The box is heavy, thanks primarily to the large amount of cardboard in it – dungeon tiles, various tokens, and the monster, encounter and treasure cards. The set also has 42 unpainted miniatures in it, most of the sculpts you might recognise from the D&D Icons line of miniatures. Two rulebooks describe the game; one contains the game rules, the other the adventures, 13 in all.
Temple of Elemental Evil is a co-operative board game for 1 to 5 players. You are heroes exploring the dangerous Temple and fighting monsters, avoiding traps, and gathering treasure. The game system itself sets challenges against you: randomly creating the dungeon layout, controlling monster actions and rewarding treasure. Each type of monster behaves differently, thanks to a list of instructions on its card – a form of programmed AI. Not that monsters are that intelligent, but there are differences in how they act.
The game is relatively simple, especially compared to games like Imperial Assault and Descent: Journeys in the Dark. As a result, it feels like a much more casual game. Playing Imperial Assault is intense. Temple of Elemental Evil gives you great tension and adventure, but you’re far less likely to miss something that will come back to bite you later. As a result, I’d be far happier playing Temple of Elemental Evil with younger children than I would Descent or Imperial Assault. It’s still not “simple” – there are plenty of interesting decisions. It just doesn’t require the same attention to detail.
The major change to the game from the previous incarnations (Castle Ravenloft, Wrath of Ashardalon and The Legend of Drizzt) is the assumption of campaign play: the game works best when you play through all thirteen scenarios in order. A few rules have been tweaked to make this work better. Characters are able to purchase additional upgrades between adventures so that they can become more effective, while additional cards are added to the encounter, monster and treasure decks to make games more challenging as the campaign progresses.

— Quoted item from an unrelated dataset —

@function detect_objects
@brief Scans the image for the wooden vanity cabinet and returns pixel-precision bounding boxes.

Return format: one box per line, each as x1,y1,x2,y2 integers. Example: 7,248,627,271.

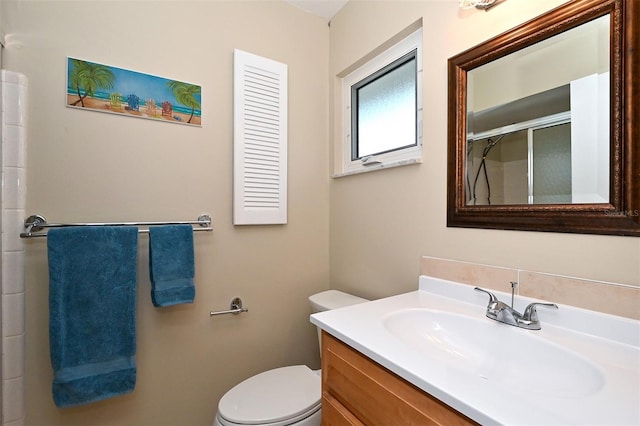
322,331,477,426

A new challenge – traps – are included in the game. Instead of every new tile containing a monster, many tiles contain trapped squares onto which small face-down markers are placed showing how much damage the trap does. Characters can attempt to disarm them, or just move onto them and hope it’s a dud or does minimal damage. When short of time and needing to press onwards, they provide for interesting decision points. A few tiles contain two monsters instead; it’s nice to see how the system’s mechanics continue to evolve.

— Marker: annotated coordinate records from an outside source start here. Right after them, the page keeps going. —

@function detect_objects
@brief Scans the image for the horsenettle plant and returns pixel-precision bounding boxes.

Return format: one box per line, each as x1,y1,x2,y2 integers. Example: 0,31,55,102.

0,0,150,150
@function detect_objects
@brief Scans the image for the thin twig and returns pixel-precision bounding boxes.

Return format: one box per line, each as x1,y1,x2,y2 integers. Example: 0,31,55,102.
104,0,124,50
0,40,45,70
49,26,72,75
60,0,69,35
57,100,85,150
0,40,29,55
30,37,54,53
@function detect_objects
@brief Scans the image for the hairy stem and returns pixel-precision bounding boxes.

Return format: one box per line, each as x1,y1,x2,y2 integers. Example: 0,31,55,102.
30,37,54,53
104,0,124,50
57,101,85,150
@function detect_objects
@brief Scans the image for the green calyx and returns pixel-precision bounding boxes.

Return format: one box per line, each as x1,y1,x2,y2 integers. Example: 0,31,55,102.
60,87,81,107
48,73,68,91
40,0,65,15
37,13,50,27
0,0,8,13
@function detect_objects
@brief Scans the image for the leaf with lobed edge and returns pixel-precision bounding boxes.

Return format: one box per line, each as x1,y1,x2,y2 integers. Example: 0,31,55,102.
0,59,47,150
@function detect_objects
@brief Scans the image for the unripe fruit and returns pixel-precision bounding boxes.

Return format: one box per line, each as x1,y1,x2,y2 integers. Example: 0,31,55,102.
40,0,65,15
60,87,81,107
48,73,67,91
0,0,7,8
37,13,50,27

The game punishes you for staying still. Although new monsters won’t appear if you don’t explore each turn, encounter cards give the game time pressure.
The primary problems that people had with previous versions of the system still apply: in most cases, monsters will get to attack you before you can deal with them, and the encounter clock is punishing.

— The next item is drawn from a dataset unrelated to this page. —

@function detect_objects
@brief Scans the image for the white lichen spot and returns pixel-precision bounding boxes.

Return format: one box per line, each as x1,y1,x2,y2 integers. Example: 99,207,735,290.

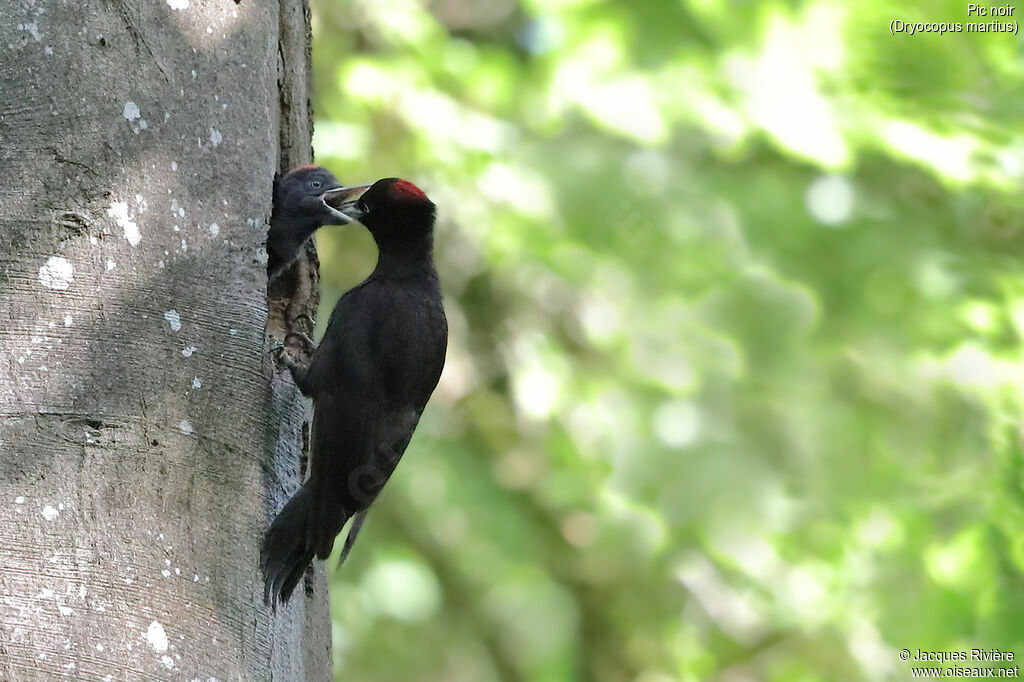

We played through the first mission yesterday. Our characters woke up trapped in the depths of the Temple of Elemental Evil, and had to make their escape. It was tough, but we played well and were able to escape before we were killed by the cultists.
Future missions include a few set in the town of Red Larch – a name familiar to anyone playing through Princes of the Apocalypse. I note a number of ally cards and tokens – it will be interesting to see how they play!
The components of the game are great, with the dungeon tiles, in particular, being very sturdy and of good quality.
Overall, I’m quite happy with how the game looks. At some point after I’ve had a proper chance to put the game through its paces I’ll do a more in-depth review. For the time being, Temple of Elemental Evil is a good game that works well for people who just want to have fun playing rather than agonizing over every little decision. It gives you a lot of the feel of D&D without the need for a DM.